Pubdate: Tue, 08 Oct 2002
Source: New York Daily News (NY)
Copyright: 2002 Daily News, L.P.
Contact:  http://www.nydailynews.com/
Details: http://www.mapinc.org/media/295
Authors: Michele McPhee, Helen Peterson

COPS GAG ON SEARCH RULING

Judge Says Suspect Wrongly Forced To Spit Out Bags Of Pot

You have the right to remain silent - even with a mouth full of marijuana, 
a city judge claims in a landmark ruling that has outraged police.

Manhattan Criminal Court Judge Gerald Harris said a cop went too far when 
he pinched the cheeks of a drug suspect and four bags of pot fell out.

The search was conducted in March on W. 172nd St. by Officer Kevin Paynter 
after suspect Vincent Cooper mumbled unintelligibly during questioning.

Paynter had already spotted Cooper, 31, of the Bronx, tossing a bag of 
marijuana on the floor of his car, which was illegally parked next to a 
fire hydrant in what the NYPD considered a "drug-prone" location, 
authorities said.

But those factors didn't sway Harris, who declared the pot tainted evidence 
and granted a defense motion to throw it out.

"The defendant's failure to respond to the officer's questions, and the 
fact that he mumbled, did not warrant the intrusive action taken by the 
officer to force open his mouth," the judge said.

The judge's ruling, published yesterday in the New York Law Journal, was 
immediately blasted by police groups.

"I'm flabbergasted," said John Flynn, Manhattan trustee for the Patrolmen's 
Benevolent Association. "These kinds of decisions continue to handcuff 
police, and if this keeps up, no one will be safe, except for drug dealers."

Flynn urged Manhattan District Attorney Robert Morgenthau to appeal.

Mike Palladino, Detectives Endowment Association vice president, was also 
outraged.

"It was reasonable to think that this defendant was hiding evidence," 
Palladino said. "His cheeks were bulging with four bags of marijuana, and 
obviously he could not answer. That was a bad decision by the judge, and 
unfortunately, bad decisions make for bad law."
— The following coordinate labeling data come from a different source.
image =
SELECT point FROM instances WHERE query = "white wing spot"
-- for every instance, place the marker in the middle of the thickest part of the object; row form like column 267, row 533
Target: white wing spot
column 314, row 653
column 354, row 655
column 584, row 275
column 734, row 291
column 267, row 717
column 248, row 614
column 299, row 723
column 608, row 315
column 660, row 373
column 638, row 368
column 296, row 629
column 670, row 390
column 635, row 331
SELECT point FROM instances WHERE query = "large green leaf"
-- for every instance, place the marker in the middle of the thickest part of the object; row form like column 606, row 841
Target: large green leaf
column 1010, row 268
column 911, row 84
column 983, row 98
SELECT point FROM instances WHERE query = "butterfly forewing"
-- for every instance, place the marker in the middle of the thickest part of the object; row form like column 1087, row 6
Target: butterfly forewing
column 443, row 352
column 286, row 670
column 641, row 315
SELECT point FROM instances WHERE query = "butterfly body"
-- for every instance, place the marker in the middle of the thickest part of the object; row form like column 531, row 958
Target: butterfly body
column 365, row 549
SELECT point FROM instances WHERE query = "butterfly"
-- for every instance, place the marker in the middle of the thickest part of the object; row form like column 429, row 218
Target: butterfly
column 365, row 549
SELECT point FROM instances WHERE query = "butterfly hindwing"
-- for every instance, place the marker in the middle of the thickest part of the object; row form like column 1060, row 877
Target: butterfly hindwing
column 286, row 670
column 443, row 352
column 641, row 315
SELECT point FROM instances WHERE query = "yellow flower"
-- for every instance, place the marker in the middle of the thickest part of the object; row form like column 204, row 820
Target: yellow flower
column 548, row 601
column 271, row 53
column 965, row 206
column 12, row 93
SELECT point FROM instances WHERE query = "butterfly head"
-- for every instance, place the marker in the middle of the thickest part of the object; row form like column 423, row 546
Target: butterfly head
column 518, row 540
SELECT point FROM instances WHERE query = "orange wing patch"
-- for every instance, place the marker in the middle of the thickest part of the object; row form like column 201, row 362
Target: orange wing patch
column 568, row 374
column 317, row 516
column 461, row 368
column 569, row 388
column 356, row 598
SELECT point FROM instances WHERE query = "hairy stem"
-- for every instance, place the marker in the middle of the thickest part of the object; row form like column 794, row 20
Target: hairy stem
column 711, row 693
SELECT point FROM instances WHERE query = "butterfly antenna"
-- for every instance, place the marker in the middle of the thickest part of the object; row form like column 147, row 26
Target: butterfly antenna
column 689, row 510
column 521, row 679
But John Wesley Hall Jr., a criminal defense lawyer and author of the book 
"Search and Seizure," sided with the judge.

Hall said the cop should have looked for other ways to find the drugs if he 
suspected the man had some on him.

"Just because he suspects something is in there doesn't give him probable 
cause to choke it out of the suspect," said Hall, a board member of the 
National Association of Criminal Defense Lawyers. "Down in Texas, it could 
have been a chaw of tobacco or something."

Cooper's Legal Aid Society lawyer, Tara Collins, said her client was happy 
with the ruling.

But the judge also ruled Cooper can be prosecuted for the pot bags on the 
car floor.

A spokeswoman for Morgenthau's office said it hadn't been decided whether 
to proceed to trial on Oct. 31 or appeal the ruling.